No potential conflict of interest relevant to this article was reported.

References

1. Andersen KG, Kehlet H. Persistent pain after breast cancer treatment: a critical review of risk factors and strategies for prevention. J Pain 2011;12:725–746. 21435953.
2. Ducic I, Seiboth LA, Iorio ML. Chronic postoperative breast pain: danger zones for nerve injuries. Plast Reconstr Surg 2011;127:41–46. 21200198.
3. Kaariainen M, Giordano S, Kauhanen S, et al. No need to cut the nerve in LD reconstruction to avoid jumping of the breast: a prospective randomized study. J Plast Reconstr Aesthet Surg 2014;67:1106–1110. 24933238.
4. Mavrogenis AF, Pavlakis K, Stamatoukou A, et al. Current treatment concepts for neuromas-in-continuity. Injury 2008;39(Suppl 3):S43–S48. 18715561.
5. Paolini G, Longo B, Laporta R, et al. Permanent latissimus dorsi muscle denervation in breast reconstruction. Ann Plast Surg 2013;71:639–642. 23403547.

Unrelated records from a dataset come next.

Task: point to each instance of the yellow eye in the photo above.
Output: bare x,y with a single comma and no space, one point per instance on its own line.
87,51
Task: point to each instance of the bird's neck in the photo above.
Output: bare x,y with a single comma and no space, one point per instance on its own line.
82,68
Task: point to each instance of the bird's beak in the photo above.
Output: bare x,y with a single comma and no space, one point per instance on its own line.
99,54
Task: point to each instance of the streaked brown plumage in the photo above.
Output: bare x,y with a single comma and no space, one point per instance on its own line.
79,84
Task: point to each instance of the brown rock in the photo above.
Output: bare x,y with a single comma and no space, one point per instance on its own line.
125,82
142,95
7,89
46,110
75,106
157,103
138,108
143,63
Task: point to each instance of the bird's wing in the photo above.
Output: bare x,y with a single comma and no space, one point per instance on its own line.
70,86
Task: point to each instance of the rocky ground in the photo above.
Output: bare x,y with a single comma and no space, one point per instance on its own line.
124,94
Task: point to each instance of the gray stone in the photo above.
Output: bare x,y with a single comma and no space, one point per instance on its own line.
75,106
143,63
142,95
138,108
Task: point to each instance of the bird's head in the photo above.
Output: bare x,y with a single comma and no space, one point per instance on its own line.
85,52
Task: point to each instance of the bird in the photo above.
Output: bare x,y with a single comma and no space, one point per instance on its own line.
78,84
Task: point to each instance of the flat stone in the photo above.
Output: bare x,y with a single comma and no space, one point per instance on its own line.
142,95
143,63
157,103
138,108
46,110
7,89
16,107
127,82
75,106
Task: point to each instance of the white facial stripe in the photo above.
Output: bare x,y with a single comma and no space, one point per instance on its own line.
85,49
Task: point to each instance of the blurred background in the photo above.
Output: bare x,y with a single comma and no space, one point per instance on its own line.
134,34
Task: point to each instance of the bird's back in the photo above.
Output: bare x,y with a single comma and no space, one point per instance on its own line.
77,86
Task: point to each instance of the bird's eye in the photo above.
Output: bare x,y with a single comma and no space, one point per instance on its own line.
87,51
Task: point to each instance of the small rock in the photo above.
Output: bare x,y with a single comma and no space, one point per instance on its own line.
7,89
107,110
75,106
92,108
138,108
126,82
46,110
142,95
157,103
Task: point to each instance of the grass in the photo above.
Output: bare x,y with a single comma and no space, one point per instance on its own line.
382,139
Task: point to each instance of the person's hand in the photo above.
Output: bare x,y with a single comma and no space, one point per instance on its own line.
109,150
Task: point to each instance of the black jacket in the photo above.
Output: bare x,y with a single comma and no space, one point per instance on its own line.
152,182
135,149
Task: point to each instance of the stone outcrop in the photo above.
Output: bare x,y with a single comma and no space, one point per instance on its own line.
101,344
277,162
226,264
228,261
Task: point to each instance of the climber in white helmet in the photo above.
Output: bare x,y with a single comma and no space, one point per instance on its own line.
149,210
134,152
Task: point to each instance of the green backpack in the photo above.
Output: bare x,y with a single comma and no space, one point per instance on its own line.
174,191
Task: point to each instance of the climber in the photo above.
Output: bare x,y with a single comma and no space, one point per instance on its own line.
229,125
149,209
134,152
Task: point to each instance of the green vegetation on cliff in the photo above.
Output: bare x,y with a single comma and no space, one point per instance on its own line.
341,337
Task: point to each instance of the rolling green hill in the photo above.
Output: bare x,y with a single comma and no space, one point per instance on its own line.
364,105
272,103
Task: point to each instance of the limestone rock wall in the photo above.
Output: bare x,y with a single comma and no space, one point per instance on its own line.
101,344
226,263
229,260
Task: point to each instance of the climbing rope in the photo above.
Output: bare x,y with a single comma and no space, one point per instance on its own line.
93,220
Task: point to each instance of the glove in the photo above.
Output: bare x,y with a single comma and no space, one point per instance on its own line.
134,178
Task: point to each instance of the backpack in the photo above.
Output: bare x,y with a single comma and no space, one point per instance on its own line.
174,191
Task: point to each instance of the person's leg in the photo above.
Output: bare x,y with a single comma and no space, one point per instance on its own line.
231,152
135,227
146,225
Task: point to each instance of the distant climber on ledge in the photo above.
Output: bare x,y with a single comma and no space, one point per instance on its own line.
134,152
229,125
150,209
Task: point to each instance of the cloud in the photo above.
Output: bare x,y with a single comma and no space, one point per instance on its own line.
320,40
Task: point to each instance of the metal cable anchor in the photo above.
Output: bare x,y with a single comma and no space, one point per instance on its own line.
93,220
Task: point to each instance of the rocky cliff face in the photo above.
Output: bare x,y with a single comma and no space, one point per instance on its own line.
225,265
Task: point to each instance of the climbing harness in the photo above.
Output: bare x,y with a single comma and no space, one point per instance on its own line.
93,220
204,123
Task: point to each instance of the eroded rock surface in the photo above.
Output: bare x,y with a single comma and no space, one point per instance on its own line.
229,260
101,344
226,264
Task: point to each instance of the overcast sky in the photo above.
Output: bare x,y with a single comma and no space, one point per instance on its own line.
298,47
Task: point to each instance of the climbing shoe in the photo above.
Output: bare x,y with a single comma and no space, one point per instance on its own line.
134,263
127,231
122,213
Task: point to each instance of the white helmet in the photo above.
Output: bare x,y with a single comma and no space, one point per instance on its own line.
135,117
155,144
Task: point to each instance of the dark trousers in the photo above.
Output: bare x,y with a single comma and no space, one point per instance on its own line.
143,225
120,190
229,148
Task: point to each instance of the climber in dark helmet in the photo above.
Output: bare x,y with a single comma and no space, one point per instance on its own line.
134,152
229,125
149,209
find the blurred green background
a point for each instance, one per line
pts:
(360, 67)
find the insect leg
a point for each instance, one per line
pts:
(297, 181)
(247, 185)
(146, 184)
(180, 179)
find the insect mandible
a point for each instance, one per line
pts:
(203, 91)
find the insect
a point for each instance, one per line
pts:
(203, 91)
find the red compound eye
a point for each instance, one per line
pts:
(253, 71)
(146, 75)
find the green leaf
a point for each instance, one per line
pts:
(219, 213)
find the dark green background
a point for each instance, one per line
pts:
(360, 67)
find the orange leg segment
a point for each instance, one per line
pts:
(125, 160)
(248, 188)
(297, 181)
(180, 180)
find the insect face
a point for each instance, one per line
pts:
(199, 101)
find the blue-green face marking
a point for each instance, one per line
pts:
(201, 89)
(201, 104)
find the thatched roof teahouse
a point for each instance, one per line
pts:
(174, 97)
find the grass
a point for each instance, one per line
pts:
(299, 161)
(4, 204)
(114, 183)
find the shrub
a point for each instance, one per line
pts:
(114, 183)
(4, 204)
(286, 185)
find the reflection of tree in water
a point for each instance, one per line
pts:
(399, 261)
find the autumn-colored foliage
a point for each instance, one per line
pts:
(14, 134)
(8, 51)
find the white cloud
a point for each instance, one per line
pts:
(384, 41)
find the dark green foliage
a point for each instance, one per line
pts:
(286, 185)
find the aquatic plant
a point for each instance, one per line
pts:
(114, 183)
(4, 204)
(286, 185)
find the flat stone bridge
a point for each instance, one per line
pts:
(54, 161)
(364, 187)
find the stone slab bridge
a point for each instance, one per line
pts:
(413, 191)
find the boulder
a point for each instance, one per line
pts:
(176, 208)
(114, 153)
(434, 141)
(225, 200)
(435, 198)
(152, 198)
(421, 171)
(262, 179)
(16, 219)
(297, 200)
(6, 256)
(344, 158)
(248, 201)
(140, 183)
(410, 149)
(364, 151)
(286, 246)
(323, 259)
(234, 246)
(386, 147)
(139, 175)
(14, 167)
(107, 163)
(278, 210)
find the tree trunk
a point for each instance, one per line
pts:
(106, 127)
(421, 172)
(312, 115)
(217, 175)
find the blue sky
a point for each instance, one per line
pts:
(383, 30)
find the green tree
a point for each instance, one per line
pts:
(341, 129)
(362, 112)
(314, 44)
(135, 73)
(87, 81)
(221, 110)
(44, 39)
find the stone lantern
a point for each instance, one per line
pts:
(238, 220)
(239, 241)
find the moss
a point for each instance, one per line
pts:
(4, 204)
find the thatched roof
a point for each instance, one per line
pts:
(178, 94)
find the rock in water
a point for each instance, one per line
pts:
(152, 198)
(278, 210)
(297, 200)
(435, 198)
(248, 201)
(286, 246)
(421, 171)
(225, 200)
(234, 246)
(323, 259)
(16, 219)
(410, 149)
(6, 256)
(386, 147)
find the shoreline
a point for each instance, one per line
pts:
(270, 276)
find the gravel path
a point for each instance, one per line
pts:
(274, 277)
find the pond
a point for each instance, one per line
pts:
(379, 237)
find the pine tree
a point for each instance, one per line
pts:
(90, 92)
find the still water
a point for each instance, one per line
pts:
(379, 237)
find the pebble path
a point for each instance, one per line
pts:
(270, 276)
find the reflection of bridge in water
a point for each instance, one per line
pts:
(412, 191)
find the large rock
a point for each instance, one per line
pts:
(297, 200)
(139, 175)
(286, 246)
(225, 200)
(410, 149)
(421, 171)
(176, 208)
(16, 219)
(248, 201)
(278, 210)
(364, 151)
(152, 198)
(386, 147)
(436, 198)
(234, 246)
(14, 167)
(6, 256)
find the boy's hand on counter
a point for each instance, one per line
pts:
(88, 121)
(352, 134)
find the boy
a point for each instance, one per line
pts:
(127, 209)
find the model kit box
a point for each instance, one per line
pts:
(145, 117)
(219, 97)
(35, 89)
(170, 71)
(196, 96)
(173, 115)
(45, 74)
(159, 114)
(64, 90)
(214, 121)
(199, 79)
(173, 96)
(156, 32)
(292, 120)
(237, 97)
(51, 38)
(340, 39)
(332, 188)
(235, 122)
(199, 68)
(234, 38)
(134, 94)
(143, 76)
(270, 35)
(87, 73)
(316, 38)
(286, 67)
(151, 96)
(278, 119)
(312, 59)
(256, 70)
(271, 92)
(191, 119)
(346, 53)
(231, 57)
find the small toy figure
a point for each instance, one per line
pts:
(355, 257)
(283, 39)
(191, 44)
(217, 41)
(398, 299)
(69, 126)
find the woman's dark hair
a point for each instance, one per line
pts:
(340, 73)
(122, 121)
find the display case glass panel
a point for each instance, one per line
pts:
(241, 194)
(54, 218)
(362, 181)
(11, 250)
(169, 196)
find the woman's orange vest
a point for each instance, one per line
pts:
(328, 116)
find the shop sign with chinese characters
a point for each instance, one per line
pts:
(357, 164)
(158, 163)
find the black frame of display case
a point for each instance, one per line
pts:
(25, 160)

Article information Continued

Fig. 1

Bilateral thoracodorsal neuroma: Bilateral thoracodorsal nerves were dissected and isolated. A visible area of enlargement of the proximal thoracodorsal nerve was noticed on both sides, corresponding to the neuroma. (A) Right side. (B) Left side.

Fig. 2

Tissue expander (TEs) wrapped with acellular dermal matrix: to minimize the risk of postoperative muscle spasms, the mastectomy defect was recreated, the pectoralis major was repositioned in anatomic position on the chest wall, and TEs were circumferentially wrapped with acellular dermal matrix and secured to the chest wall in the subcutaneous plane.

Fig. 3

Histology of thoracodorsal nerve biopsies: The thoracodorsal nerve biopsies showing haphazardly arranged tangles of variably sized nerve twigs set in a fibrous stroma, characteristic findings of traumatic neuroma. (A) H&E, ×40. (B) H&E, ×100.